So with a big pot of votes out there waiting to be counted, do any of last night's second-place finishers still have a chance?

My initial read of the numbers says that if anyone does, it's Patrick Cleary. Let's suppose, using rough division, that around 20 percent of the remaining ballots are from the Fifth District. (Such was the case in the primary.) That's 2,000 ballots. Cleary ended election night 93 votes behind Ryan Sundberg. To take over the lead, Cleary would need 1,047 of those hypothetical 2,000 ballots to go his way -- a little over 52.2 percent.

Is this out of the realm of possibility? No. As has been previously noted and reconfirmed again and again in Humboldt County election history, these late absentee ballots don't behave like your regular absentee ballots, which tend to skew conservative. If anything, the late absentees tend to skew left -- good news for Cleary. On the other hand, last night Sundberg barely led Cleary both in the absentee/vote-by-mail and the precinct counts. Cleary started the night looking for a boost from precinct voters; that didn't materialize.

Supporters of Allison Jackson, who led incumbent District Attorney Paul Gallegos throughout the night until the very last moment, are holding out hope. Jackson ended 1,054 votes behind, and so would need over 55.3 percent of the uncounted votes to win. Possible? Sure. Likely? I don't think so. Jackson supporters are counting on those ballots to break like the first absentee results, in which Jackson crushed Gallegos convincingly. But such is not usually the case -- the late absentees usually look a lot more like precinct votes, which Gallegos dominated all night long.
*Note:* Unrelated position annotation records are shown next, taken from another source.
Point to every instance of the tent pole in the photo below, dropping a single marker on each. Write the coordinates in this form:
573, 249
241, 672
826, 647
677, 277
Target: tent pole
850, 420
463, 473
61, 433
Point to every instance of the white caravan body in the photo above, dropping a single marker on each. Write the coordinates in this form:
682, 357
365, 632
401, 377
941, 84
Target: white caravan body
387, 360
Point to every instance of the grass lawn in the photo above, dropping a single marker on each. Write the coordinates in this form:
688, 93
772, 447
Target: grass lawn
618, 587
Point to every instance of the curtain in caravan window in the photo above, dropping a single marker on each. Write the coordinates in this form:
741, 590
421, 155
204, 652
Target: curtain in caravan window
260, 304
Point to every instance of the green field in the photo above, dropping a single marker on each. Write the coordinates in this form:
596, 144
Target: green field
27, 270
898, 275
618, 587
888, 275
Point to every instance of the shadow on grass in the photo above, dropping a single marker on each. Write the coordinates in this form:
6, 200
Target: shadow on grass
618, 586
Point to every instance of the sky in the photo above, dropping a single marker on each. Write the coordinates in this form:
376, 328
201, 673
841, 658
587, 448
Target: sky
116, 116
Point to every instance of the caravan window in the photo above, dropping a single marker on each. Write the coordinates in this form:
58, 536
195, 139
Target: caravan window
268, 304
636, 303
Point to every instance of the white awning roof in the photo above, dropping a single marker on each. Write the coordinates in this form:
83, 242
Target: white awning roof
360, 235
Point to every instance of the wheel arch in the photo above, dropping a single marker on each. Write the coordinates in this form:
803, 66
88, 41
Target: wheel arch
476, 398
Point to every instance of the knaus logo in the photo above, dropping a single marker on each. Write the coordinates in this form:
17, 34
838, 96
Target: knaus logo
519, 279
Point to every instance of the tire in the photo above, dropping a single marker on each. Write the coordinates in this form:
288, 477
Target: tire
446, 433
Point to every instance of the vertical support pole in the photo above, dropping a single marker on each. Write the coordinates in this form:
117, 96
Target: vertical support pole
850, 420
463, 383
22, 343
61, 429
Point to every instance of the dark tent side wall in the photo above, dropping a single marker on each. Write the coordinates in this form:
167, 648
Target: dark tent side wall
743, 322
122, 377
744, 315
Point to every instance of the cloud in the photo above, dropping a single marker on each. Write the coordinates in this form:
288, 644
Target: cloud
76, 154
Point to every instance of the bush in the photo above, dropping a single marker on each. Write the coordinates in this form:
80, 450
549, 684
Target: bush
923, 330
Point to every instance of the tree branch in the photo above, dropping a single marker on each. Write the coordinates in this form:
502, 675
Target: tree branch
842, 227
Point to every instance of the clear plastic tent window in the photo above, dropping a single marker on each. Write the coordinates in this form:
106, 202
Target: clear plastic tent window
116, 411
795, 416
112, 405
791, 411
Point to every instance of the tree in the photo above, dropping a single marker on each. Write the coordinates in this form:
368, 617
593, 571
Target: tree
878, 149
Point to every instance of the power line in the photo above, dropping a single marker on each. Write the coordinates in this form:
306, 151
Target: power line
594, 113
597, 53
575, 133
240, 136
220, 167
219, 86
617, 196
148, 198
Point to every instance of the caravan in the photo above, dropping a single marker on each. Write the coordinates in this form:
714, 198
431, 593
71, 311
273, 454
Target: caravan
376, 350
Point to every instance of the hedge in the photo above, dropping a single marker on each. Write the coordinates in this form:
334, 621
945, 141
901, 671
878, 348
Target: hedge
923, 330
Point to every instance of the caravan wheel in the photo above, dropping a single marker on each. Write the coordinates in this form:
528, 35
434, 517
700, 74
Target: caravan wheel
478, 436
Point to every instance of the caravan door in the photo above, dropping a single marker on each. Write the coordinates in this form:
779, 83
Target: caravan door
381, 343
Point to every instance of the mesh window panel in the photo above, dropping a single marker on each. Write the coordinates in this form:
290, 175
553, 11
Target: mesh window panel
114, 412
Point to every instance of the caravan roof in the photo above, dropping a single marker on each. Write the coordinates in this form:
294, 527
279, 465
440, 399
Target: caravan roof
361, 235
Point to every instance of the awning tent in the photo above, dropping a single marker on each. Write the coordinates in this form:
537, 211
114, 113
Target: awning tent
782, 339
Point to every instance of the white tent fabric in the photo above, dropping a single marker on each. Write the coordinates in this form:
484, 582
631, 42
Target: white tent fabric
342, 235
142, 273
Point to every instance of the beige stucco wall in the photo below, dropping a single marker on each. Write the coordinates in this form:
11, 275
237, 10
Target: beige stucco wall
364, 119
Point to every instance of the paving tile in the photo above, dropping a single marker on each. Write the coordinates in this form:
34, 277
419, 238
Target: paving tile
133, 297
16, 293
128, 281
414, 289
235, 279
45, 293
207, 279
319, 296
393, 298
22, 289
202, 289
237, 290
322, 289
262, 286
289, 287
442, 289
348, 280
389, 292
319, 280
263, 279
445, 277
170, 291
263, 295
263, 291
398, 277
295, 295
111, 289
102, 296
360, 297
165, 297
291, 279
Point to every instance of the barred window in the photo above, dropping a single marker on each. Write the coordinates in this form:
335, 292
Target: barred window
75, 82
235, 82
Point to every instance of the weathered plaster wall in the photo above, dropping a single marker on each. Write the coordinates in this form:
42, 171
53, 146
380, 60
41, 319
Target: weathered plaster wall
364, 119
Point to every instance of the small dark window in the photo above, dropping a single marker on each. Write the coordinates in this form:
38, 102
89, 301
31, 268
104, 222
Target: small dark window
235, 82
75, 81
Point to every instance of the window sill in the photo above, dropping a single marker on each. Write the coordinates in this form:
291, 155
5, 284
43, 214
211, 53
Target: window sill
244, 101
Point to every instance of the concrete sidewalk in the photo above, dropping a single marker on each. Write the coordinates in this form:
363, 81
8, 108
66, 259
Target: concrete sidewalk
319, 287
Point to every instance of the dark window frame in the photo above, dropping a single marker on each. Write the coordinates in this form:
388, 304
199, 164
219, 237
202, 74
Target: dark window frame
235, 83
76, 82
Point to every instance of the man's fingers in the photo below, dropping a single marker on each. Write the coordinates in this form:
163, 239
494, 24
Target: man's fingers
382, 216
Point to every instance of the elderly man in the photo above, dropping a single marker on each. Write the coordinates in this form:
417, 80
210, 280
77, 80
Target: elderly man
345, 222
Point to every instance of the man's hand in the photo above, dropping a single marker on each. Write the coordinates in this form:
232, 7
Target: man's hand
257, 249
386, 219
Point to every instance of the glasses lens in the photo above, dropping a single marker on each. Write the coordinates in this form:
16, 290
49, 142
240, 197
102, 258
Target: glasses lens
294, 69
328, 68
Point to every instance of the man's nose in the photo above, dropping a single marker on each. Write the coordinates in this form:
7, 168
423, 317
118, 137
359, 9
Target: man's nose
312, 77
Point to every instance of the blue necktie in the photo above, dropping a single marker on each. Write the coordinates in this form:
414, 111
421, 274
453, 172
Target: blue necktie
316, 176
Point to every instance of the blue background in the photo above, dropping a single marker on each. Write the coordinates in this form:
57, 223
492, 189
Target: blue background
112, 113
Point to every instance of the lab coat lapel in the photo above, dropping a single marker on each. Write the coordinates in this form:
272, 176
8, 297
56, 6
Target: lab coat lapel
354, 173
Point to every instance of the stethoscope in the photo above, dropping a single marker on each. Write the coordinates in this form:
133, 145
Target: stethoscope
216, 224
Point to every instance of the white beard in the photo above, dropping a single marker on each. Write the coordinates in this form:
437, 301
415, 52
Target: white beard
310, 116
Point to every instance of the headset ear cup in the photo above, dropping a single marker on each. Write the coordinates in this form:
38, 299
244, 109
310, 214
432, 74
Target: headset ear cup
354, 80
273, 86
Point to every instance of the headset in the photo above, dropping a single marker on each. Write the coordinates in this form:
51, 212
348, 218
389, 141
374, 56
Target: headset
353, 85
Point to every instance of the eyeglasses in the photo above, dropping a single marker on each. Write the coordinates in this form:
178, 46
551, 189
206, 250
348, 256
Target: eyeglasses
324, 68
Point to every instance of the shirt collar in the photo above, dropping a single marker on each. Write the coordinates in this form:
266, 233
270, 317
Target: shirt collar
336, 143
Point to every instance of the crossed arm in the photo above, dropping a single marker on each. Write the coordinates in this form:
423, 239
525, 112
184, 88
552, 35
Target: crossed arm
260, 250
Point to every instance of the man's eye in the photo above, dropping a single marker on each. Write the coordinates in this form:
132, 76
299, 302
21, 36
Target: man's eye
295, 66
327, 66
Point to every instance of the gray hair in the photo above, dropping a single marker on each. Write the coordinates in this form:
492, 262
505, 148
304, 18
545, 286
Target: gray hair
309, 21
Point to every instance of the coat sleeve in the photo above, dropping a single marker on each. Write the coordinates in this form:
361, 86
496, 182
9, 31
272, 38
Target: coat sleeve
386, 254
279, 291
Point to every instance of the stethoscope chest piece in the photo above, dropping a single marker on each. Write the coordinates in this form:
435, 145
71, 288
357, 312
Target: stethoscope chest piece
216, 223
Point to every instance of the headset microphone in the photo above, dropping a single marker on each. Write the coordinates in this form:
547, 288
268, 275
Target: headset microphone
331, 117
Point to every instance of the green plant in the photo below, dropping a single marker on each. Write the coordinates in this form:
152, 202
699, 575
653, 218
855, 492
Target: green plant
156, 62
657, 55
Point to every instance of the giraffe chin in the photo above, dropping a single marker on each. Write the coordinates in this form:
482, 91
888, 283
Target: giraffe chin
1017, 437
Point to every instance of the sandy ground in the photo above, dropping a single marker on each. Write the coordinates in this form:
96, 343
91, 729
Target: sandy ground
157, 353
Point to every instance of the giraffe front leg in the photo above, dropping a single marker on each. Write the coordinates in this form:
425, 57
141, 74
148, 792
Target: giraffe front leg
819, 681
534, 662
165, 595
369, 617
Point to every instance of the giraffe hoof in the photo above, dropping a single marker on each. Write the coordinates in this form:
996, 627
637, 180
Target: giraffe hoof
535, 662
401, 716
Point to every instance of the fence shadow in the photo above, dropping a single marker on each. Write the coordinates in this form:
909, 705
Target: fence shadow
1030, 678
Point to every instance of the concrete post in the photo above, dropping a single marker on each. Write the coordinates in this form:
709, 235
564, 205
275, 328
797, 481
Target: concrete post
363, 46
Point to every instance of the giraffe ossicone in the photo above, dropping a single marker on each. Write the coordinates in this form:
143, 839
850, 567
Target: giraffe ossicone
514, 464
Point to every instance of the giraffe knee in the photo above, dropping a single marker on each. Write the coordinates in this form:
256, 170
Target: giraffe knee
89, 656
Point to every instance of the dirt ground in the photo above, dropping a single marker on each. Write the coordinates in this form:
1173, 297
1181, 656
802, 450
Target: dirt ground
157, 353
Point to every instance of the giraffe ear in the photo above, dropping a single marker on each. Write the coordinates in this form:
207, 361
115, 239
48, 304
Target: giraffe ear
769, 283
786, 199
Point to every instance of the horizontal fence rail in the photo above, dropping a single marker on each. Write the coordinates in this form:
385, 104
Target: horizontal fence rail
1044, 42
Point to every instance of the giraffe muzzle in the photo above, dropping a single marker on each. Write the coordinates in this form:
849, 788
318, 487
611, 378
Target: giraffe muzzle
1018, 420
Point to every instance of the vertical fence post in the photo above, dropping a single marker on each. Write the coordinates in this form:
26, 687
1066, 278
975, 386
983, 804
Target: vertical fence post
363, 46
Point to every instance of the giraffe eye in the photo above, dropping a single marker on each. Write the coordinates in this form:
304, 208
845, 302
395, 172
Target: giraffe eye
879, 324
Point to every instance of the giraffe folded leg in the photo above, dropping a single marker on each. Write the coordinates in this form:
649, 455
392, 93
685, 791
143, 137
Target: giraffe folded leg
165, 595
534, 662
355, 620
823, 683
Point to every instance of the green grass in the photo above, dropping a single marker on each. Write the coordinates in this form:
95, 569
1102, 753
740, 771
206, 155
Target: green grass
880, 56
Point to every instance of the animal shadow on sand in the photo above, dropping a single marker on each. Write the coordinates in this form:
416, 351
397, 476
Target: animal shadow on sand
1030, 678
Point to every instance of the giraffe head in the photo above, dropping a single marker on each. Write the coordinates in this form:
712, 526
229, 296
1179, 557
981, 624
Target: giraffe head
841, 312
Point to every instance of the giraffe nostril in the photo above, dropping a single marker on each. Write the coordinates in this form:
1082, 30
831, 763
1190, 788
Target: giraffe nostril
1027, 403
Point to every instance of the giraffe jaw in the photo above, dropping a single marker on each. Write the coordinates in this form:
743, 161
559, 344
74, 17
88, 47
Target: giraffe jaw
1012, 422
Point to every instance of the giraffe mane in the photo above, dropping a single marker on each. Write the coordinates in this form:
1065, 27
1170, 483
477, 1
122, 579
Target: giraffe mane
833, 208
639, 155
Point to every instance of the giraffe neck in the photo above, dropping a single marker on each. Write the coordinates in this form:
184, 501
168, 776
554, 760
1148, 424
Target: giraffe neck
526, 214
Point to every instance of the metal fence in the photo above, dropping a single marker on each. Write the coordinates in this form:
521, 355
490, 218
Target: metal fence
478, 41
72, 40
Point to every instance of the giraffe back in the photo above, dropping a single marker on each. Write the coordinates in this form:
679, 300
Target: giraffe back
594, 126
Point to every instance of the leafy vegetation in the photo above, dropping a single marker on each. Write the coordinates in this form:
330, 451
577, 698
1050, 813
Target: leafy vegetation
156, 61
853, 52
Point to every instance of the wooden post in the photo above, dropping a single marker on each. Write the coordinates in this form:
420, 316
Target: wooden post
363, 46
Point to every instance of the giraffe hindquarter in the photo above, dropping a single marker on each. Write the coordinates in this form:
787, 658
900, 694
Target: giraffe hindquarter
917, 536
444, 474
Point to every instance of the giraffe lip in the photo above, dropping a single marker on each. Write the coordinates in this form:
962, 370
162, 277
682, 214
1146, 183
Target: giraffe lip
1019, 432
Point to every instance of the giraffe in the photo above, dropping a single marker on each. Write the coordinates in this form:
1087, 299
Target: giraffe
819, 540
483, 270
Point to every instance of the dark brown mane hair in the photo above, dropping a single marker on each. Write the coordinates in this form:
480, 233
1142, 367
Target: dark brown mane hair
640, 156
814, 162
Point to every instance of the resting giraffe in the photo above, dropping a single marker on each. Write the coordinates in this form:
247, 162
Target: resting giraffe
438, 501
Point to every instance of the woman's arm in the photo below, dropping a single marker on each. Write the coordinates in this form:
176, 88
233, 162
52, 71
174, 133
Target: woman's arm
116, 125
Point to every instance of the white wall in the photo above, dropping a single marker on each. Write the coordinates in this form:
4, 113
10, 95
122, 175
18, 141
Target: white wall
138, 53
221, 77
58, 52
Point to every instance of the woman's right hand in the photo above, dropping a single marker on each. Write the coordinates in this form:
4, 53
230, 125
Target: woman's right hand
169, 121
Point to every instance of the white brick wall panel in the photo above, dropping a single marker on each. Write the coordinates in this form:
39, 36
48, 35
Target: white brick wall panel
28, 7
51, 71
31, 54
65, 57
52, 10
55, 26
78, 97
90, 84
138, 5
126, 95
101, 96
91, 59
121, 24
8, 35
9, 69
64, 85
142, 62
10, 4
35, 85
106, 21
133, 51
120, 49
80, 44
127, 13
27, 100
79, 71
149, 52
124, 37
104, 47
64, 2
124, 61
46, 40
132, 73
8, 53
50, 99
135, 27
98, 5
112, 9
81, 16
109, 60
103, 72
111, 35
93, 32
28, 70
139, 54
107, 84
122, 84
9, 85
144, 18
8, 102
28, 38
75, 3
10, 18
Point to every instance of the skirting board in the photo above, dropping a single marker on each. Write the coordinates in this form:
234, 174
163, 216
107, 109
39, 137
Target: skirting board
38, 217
In Eureka, supporters of Ron Kuhnel might be thinking that their candidate has a shot, being only 171 votes behind Mike Newman. Unlikely. Let's say that there are about 1,600 city of Eureka votes out there. (The city accounted for about 16 percent of the vote last night.) The three-way race here makes the math head-splittingly hard, but Kuhnel would have to rack up about 10 percentage points over Newman in these final ballots to make up the difference -- i.e., Kuhnel, 48; Newman, 38; Manns, 14. Tough sell.